# helloimcubedup's progression thread. getting better at 2x2, 3x3, 4x4, and pyraminx.



## helloimcubedup (Aug 16, 2022)

I'm currently sub 30 for 3x3, sub 8 for 2x2. sub 2:45 for 4x4, and sub 19 for Pyraminx. Please leave suggestions if i should get better cubes! 2x2 main: Qiyi QiDI S 3x3 main: Qiyi Sail W 4x4 main: Qiyi QiYuan Pyraminx main: Qiyi QiMing I sometimes do these events: 5x5 main: Qiyi QiZheng (sub 9) Skewb main: Qiyi QiCheng (sub 30) Megaminx main: Qiyi QiHeng [(sub 10) I know i suck] Windmill cube main: Qiyi Kilominx main: MoFang JiaoShi Meilong Kilominx


----------



## helloimcubedup (Aug 16, 2022)

I got my first ever sub 20 solve! 17.30 (Scramble D2 F' D' R2 D R2 D2 F U' B2 L U2 L B2 D2 L F2 D2 B2) White cross first T perm at the end


----------



## fdskljgrie (Aug 17, 2022)

Nice job on pb


----------



## helloimcubedup (Aug 17, 2022)

fdskljgrie said:


> Nice job on pb


Thank you!  ive been trying to get it after i got my first sub 25 solve, which is easy now.


----------



## helloimcubedup (Sep 30, 2022)

FOUND A NEW MAIN !!!!!!!!!!!!!!!!!!!!!!!!!!!

And its my first magnetic cube


----------



## Garf (Sep 30, 2022)

helloimcubedup said:


> FOUND A NEW MAIN !!!!!!!!!!!!!!!!!!!!!!!!!!!
> View attachment 20843
> And its my first magnetic cube


Yee RS3M.


----------



## fdskljgrie (Oct 1, 2022)

we have literally the same main 3x3-
rs3m


----------



## abunickabhi (Oct 1, 2022)

Do you practice kilominx in speedsolving weekly competitions?

Kilominx is fun


----------



## helloimcubedup (Oct 3, 2022)

Garf said:


> Yee RS3M.





fdskljgrie said:


> we have literally the same main 3x3-
> rs3m


I dont think its the RS3M cuz there is no spring adjustment system.
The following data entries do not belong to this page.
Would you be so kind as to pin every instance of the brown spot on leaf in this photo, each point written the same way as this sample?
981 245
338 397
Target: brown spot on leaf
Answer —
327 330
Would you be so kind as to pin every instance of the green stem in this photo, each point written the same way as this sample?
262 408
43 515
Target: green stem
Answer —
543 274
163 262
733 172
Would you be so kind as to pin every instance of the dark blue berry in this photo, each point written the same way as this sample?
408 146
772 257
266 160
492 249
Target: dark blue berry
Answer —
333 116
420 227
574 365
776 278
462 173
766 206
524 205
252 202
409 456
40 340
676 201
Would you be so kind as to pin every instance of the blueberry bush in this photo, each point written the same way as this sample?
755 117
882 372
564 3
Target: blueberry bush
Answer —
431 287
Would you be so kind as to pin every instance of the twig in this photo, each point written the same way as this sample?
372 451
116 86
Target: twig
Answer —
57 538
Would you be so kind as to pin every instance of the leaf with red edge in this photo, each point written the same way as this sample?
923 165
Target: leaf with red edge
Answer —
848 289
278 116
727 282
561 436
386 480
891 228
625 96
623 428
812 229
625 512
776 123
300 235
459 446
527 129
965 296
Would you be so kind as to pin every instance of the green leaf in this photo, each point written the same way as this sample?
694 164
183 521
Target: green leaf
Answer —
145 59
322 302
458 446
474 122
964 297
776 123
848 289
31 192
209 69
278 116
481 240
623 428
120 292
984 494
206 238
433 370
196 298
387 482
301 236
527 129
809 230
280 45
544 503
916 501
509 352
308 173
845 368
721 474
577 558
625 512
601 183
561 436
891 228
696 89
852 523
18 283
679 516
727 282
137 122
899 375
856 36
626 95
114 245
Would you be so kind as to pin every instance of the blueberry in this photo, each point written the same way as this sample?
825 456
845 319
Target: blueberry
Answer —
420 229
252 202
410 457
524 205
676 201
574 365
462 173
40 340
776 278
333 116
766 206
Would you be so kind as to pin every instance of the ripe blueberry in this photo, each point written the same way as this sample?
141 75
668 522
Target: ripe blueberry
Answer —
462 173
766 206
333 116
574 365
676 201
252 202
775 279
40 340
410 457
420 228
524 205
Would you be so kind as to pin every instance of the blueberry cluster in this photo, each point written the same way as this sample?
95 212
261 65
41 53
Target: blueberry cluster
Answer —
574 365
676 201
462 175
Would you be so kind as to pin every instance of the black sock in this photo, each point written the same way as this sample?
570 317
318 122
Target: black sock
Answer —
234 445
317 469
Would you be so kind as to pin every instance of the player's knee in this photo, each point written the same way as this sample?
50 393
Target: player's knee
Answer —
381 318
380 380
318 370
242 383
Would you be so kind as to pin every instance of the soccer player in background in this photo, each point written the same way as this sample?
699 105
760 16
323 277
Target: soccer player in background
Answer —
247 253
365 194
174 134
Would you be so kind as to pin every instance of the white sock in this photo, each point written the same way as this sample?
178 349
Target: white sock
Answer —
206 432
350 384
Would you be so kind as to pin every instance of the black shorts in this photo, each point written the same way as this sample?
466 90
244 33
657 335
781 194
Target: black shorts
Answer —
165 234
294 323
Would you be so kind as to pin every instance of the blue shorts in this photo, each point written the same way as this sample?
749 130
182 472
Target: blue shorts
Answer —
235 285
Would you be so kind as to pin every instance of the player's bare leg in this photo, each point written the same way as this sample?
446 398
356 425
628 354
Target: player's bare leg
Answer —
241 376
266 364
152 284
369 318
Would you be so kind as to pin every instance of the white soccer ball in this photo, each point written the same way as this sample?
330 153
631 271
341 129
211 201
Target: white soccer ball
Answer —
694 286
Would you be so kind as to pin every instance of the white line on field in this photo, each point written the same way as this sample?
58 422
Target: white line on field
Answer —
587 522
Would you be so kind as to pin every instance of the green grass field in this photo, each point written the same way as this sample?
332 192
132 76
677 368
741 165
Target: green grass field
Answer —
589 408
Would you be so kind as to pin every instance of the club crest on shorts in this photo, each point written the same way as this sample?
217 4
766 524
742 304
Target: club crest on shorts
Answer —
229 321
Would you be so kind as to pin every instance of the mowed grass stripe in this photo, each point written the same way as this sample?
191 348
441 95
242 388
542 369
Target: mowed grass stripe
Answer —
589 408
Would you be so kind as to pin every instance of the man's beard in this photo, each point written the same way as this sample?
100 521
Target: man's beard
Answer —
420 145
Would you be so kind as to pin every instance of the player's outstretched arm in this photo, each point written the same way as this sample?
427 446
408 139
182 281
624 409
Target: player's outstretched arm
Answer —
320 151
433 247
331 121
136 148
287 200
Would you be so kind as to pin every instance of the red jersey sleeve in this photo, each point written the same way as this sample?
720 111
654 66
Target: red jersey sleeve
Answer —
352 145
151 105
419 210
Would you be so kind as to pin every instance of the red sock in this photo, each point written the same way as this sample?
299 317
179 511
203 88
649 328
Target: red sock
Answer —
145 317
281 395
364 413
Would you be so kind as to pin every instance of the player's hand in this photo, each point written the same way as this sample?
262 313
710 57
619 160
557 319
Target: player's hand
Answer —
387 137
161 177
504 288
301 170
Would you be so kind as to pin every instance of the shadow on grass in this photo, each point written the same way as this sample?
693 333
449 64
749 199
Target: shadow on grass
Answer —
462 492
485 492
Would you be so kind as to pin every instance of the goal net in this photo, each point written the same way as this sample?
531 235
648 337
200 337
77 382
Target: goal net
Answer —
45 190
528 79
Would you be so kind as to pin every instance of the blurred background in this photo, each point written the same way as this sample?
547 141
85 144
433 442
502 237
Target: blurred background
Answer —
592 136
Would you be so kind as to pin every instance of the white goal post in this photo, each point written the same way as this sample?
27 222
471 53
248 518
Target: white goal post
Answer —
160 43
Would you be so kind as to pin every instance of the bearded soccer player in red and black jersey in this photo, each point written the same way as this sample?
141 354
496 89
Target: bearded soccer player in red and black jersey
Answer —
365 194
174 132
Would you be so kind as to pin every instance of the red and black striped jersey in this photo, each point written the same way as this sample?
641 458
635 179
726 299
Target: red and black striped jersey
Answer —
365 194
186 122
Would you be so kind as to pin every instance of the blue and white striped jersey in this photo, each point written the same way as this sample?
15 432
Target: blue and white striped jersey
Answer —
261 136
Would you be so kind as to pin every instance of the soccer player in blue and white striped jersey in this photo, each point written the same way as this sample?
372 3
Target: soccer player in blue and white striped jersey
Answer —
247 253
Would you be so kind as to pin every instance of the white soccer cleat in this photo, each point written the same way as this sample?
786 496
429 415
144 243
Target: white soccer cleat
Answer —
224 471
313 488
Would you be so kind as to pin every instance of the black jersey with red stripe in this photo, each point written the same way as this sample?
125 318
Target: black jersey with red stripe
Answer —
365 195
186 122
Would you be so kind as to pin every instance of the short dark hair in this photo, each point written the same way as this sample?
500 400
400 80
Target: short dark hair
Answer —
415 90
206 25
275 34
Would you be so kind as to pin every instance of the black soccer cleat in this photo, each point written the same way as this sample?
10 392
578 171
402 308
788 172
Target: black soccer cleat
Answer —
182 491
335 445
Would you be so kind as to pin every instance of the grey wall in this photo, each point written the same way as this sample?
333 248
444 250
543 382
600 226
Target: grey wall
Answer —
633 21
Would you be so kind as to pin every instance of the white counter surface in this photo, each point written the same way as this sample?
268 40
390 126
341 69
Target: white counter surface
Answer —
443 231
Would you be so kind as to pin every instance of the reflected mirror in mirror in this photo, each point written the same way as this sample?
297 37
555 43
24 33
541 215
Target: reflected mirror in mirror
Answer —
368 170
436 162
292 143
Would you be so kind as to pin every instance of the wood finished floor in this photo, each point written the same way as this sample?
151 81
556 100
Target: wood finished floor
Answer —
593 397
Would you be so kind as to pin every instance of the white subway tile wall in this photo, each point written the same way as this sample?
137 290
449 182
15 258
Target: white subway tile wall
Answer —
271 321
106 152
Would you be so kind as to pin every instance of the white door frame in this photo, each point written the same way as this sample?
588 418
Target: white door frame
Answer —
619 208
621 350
I only know its a moyu cube cuz when I first got it, it had the moyu logo.





abunickabhi said:


> Do you practice kilominx in speedsolving weekly competitions?
> 
> Kilominx is fun


I sometimes do. I consistently get sub 1 min with a guidence for oll.


----------



## gsingh (Oct 3, 2022)

helloimcubedup said:


> I dont think its the RS3M cuz there is no spring adjustment system. I only know its a moyu cube cuz when I first got it, it had the moyu logo.


I'd say that's a GTS2M.


----------



## helloimcubedup (Oct 4, 2022)

gsingh said:


> I'd say that's a GTS2M.


It actually might be a GTS2M


----------